The last morning, I began cleaning up the dining room, littered by the guests, but Ellen stopped me and asked: “Don’t you know that half the fun of giving a party is cleaning up afterwards?”

This dream, rollicking with laughter—my jaws, my sides still aching from the hilarity—taught me to let up on my end-time babble. Everything that lives must die. My close friend and Jungian analyst in real life, Ellen Sheire, who knew me as no other ever did, always provided an antidote for the multiple complexes in which I stumbled and fell. And, here she surfaces in this dream with another antidote: No need to be spun around in grief’s vortex when there’s the option of laughter.

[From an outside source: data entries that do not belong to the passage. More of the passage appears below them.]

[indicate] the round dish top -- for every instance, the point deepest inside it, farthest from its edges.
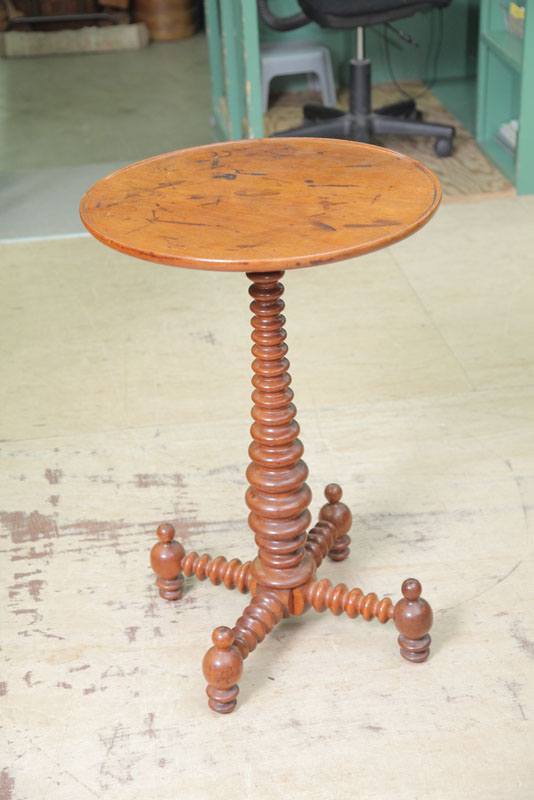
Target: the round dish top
(259, 205)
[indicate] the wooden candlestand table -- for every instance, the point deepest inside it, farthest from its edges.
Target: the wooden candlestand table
(262, 207)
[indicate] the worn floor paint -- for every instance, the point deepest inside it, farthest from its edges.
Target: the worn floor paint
(125, 402)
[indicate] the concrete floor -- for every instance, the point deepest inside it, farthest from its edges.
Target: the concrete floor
(67, 121)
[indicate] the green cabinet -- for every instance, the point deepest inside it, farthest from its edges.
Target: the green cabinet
(505, 86)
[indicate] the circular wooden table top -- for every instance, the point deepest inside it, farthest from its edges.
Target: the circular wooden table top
(260, 205)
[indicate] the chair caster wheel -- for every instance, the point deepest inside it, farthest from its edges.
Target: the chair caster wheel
(443, 147)
(415, 116)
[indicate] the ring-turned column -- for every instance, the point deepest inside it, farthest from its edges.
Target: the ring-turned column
(278, 496)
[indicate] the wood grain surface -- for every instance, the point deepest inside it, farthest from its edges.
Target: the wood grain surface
(261, 205)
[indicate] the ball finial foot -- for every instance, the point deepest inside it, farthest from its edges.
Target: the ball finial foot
(413, 618)
(222, 667)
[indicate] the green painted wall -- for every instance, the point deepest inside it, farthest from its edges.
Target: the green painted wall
(458, 50)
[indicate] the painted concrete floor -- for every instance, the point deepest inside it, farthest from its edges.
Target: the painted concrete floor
(66, 121)
(125, 402)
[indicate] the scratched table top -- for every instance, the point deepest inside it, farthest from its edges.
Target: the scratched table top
(261, 204)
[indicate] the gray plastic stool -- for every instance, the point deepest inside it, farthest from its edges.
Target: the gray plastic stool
(296, 57)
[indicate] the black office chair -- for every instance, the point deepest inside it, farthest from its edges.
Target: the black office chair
(360, 123)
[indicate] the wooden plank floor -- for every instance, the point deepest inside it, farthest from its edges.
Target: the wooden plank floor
(414, 377)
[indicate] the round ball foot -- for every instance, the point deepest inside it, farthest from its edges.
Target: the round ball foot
(166, 561)
(415, 650)
(222, 700)
(339, 515)
(413, 618)
(222, 667)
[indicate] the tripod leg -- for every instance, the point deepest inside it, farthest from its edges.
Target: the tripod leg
(223, 663)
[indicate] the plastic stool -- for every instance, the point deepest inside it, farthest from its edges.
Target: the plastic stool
(296, 57)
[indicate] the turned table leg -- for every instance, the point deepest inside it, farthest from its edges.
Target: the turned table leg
(281, 578)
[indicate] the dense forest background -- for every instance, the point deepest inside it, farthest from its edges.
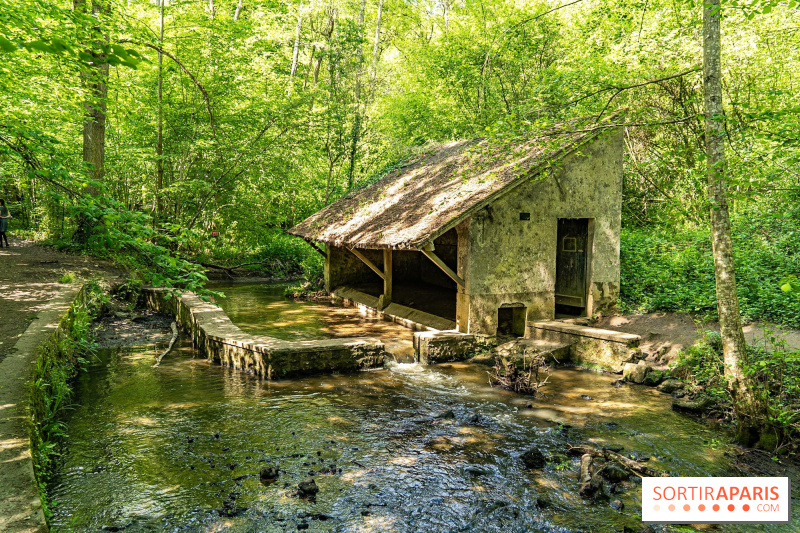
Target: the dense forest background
(242, 117)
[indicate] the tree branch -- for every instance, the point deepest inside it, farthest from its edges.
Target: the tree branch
(199, 85)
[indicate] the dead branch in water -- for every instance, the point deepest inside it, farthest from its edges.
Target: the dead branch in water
(174, 327)
(509, 376)
(629, 464)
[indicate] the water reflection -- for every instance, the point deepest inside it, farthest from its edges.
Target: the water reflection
(411, 448)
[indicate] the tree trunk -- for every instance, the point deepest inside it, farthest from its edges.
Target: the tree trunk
(296, 50)
(356, 133)
(376, 47)
(95, 79)
(160, 132)
(733, 342)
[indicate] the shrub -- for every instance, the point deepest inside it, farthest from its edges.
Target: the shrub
(772, 375)
(673, 270)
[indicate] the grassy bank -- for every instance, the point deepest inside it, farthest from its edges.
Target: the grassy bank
(773, 379)
(58, 362)
(671, 269)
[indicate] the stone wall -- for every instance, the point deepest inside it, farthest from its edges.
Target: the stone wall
(220, 340)
(508, 261)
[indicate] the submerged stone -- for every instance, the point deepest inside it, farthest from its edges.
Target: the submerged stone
(697, 405)
(653, 378)
(534, 458)
(614, 473)
(635, 373)
(269, 473)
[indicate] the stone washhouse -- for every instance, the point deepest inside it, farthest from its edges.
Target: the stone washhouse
(484, 239)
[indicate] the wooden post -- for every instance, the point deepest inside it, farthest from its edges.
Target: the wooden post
(367, 262)
(441, 264)
(387, 276)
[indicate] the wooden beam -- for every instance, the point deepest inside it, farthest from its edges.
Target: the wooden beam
(367, 262)
(387, 276)
(446, 269)
(317, 248)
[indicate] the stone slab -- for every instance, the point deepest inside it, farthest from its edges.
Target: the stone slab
(20, 502)
(222, 341)
(433, 347)
(629, 339)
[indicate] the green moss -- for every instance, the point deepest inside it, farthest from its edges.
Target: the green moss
(57, 363)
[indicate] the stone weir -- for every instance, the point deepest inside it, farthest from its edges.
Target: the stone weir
(221, 341)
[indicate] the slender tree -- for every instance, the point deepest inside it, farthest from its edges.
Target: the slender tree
(733, 342)
(356, 132)
(95, 80)
(160, 132)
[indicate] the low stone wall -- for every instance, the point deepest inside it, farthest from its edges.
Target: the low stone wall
(20, 500)
(433, 347)
(221, 341)
(601, 348)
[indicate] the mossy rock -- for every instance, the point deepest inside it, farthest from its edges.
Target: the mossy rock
(671, 385)
(688, 405)
(653, 378)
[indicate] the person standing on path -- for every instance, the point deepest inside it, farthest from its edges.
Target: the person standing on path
(4, 216)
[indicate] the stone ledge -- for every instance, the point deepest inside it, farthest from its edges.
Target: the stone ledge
(222, 341)
(20, 501)
(433, 347)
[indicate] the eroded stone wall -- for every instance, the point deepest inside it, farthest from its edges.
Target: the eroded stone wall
(220, 340)
(509, 261)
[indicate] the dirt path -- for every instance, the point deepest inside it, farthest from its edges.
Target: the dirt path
(29, 278)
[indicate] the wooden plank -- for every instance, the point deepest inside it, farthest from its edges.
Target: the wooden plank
(367, 262)
(317, 248)
(387, 276)
(446, 269)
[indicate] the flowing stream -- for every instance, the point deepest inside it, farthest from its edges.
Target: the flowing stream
(409, 448)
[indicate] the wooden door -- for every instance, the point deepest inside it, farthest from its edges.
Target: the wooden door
(571, 254)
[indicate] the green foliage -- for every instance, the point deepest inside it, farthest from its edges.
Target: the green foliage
(672, 269)
(57, 363)
(701, 365)
(772, 375)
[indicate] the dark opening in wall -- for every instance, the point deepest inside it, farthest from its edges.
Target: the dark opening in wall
(511, 321)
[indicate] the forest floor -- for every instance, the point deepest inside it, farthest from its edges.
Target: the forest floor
(665, 334)
(29, 278)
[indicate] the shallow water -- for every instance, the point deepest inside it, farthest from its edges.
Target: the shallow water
(179, 448)
(261, 309)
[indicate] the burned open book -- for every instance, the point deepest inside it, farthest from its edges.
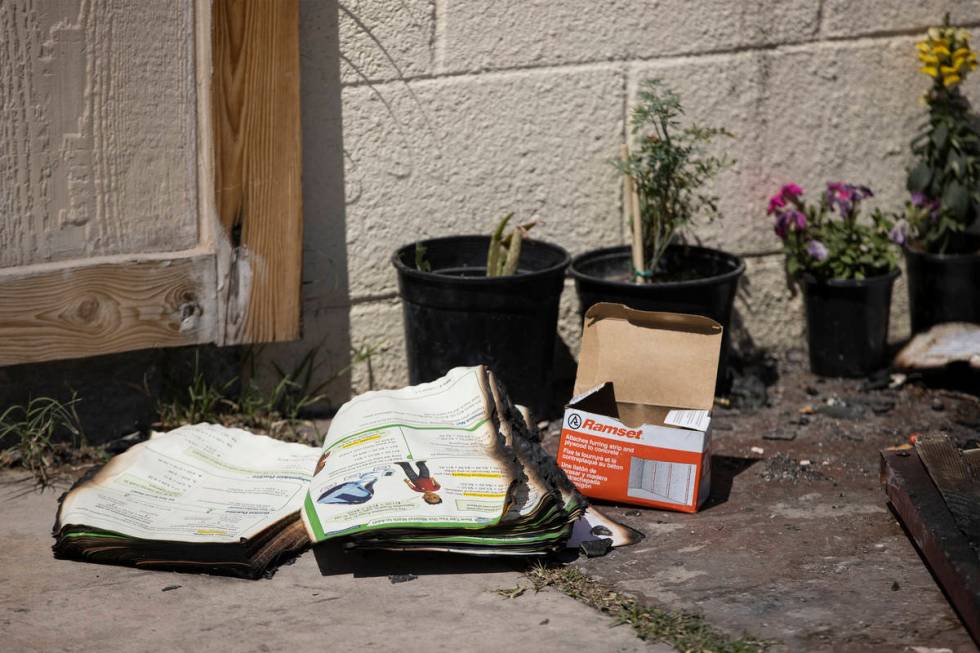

Again, like so many of those Friday morning hours, in her analysis room, I’ve been helped. I’m grateful and pray for fresh courage to laugh down the monstrous catastrophes spawned from fear of the unknown—as if there was no God to bring me home. In the meantime, there’s more psychic excavation to be done.

Around 7:30 A.M., I stirred with this corrective dream:

My anxiety mounted with meaningless background noise as I waited for my masseuse. I looked forward to her soothing touch, especially upon my spine. The door opened. She was ready for me. There, she stood, but drastically altered: her head unevenly shaved, her slit-like eyes trained upon me like a hawk’s, her gap teeth resembled a clown’s, her lanky body covered by a neck-to-floor soiled sheath. She repulsed me.

Within the depths of my psyche lives my drastically altered masseuse, eager to knead her powerful hands within the contours of my body/mind. So unlike her former Feminine self, she repulsed me. Only later did I realize her clever disguise as the Sacred. The dream ended without my taking action.

Given the hectic drift of my ego, it’s no wonder that she revealed her true self. I needed the correction to slow down, especially since daily walks in the air-conditioned YMCA have energized me, a tad. My body is still terminally ill, despite obsessing on more outings with my portable oxygen and mask—Even entertaining the notion of taking the Pfizer vaccine. Such is the meaningless background noise that annoys me like thousands of fleas on holiday.

I no longer need to be out in “the marketplace” as little appeals to me. No need to fudge around the edges of my daily routine that has kept me steadfast for almost two years of hospice palliative care. Certainly, more prayer and rest will help assuage my masseuse’s outrageous behavior. She’s got my attention, that’s for sure.